Like That

Posted: Tuesday, November 14, 2006
By: Darren Schroeder

Cover of Like That Creator(s): Patrick Rills and Allen Gladfelter
Publishers: Icon Studios
From: USA
Price: $6(US)

An evening with the lads goes awry when relationship problems come to the fore. Reed wants to let his current girlfriend down lightly as he doesn’t feel up to a relationship at the moment; his friends think he really wants the complete opposite. As he thinks things over his feelings we see snippets of how the relationship has developed and get to understand his feelings.

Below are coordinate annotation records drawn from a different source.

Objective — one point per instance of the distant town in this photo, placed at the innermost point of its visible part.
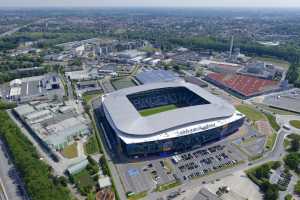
(158, 104)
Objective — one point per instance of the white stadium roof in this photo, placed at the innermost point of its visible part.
(132, 127)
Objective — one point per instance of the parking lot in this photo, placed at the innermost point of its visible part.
(145, 176)
(204, 161)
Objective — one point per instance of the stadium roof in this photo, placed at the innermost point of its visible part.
(129, 121)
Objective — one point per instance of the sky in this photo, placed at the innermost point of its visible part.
(149, 3)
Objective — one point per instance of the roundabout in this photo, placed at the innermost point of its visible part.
(295, 124)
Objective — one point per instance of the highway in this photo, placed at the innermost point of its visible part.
(11, 185)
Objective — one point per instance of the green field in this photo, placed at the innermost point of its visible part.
(122, 83)
(295, 123)
(70, 151)
(91, 146)
(88, 97)
(250, 112)
(83, 180)
(152, 111)
(272, 121)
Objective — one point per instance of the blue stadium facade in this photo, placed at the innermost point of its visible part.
(200, 118)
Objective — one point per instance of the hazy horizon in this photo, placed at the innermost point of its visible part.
(152, 3)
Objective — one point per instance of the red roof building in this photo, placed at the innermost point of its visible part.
(244, 85)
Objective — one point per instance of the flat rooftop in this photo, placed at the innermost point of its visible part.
(288, 100)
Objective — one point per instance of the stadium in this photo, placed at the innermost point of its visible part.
(166, 117)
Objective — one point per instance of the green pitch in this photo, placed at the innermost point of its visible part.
(152, 111)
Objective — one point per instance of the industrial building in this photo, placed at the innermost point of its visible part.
(159, 75)
(245, 86)
(180, 116)
(48, 86)
(53, 125)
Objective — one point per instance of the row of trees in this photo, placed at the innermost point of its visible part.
(39, 181)
(260, 176)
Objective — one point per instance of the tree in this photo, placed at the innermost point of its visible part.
(262, 172)
(199, 72)
(276, 165)
(292, 160)
(297, 188)
(288, 197)
(272, 192)
(295, 145)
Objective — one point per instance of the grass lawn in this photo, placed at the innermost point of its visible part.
(137, 196)
(88, 97)
(70, 151)
(122, 83)
(83, 179)
(152, 111)
(91, 146)
(167, 186)
(272, 121)
(286, 143)
(250, 112)
(295, 123)
(271, 140)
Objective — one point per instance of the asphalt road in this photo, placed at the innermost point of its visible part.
(276, 154)
(12, 187)
(114, 173)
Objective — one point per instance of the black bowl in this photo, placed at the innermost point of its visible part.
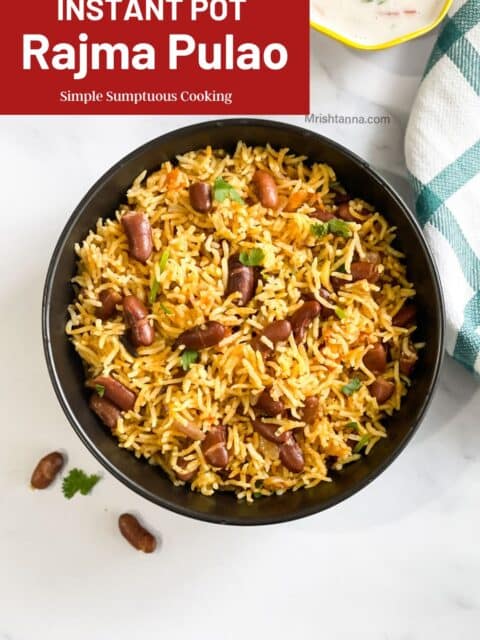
(66, 370)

Nothing tempts failure more than comics that try and deal matters of the heart: dialogue can turn to daft mush if care isn’t taken. Readers can accept anything an alien might say cause we don’t know what to expect, but we all what sounds heartfelt. Patrick provides characters that sound just right to me. The dialogue is goofy but not laboured. The characters get their feelings across in a sympathetic matter.

The predicament that Reed finds himself is depicted in a clever way via a series of flashbacks triggered by simple events in Reed’s day, building up the details of events, as Reed and we get closer to the truth. Time shifts are a well-heeled story telling technique, but the way little things trigger recollections makes for a nice domestic tone for the story, insuring the emotions on display aren’t overblown.

The interaction between Reed and his friends flow well, even though one of them is a bit of a git. The cliff-hanger at the end left me satisfied – an easy resolution would have been shallow, they way Patrick leaves us means readers get to decide for themselves where things are heading, filling in the gaps that Reed has been unwilling to acknowledge.

The artwork poses a bit of a dilemma for me, as I suspected fairly quickly into the book that the panels were based on photograph, with ‘actors’ employed to portray the events. The clean line work and appealing look the pages have with their use of zip-o-tone was a plus, but the action often looks too static, with characters caught in mid action. The art of comics includes illustrating movement in a dynamic fashion, not capturing a brief moment in time. The only advantage to the photographic referencing being so strictly applied is that facial expressions on show are rich and dramatic.